The Cold Dish by Craig Johnson. Sheriff Walt Longmire’s series, of which The Cold Dish is the first, is set in northern Wyoming. I like Johnson’s realistic, unconventional characters as they spring to life in this mystery collection.

The Cove by Catherine Coulter begins Coulter’s series of modern suspense thrillers, known as the FBI series. Coulter is adept at not only the suspense genre, but she creates the quirky, down-to-earth characters that I like.

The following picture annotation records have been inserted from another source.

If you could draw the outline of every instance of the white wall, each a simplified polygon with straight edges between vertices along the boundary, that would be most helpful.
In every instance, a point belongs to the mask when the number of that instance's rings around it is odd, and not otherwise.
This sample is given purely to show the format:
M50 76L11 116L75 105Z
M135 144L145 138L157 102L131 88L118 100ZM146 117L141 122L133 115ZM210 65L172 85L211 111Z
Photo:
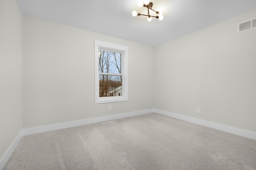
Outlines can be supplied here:
M22 129L22 17L0 1L0 160Z
M237 33L256 17L255 9L157 47L156 108L256 132L256 29Z
M150 47L26 16L23 30L23 128L154 108ZM128 102L94 104L95 39L129 47Z

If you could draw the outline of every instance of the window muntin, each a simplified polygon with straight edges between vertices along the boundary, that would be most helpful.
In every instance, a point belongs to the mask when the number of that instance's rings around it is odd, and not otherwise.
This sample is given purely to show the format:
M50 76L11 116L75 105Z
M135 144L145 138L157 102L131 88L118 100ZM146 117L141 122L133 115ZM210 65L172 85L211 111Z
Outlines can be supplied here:
M128 47L95 40L95 103L128 100Z

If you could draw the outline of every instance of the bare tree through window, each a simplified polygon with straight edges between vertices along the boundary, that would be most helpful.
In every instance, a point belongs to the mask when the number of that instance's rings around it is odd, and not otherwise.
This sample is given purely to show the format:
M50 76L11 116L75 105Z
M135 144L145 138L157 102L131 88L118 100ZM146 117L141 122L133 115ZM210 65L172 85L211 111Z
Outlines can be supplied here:
M99 50L99 97L122 96L122 53Z

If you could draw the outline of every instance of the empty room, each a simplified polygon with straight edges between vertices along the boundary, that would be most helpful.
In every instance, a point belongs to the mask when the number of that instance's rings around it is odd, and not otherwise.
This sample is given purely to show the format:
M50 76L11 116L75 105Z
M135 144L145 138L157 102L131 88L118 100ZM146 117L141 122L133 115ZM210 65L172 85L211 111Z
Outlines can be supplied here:
M255 0L0 0L0 170L256 170Z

 Out of the Mind, The Power of Being Creative by Ken Robinson. This non-fiction book explores creativity and indicates the importance of actively promoting it. The book is fascinating for what it reveals about how the brain works, what creativity means, and how to become more innovative.


Judie Mare

 Cutting for Stone by Abraham Verghese. Written like prose poetry, I kept a notebook by my side as I read and copied for reference incredibly beautiful words from this unforgettable story of love and betrayal, medicine and ordinary miracles, written by an American physician, author, Professor for the Theory and Practice of Medicine at Stanford University Medical School and Senior Associate Chair of the Department of Internal Medicine.

 SARUM by Edward Rutherford. I lived with this historical saga for a month, at my bedside, coffee table, and even my dinner table, because I could not put it down. This historical fiction is written in a Micheneresque style and spans Neolithic times to 1985 with members of the same family tree, set in southern England.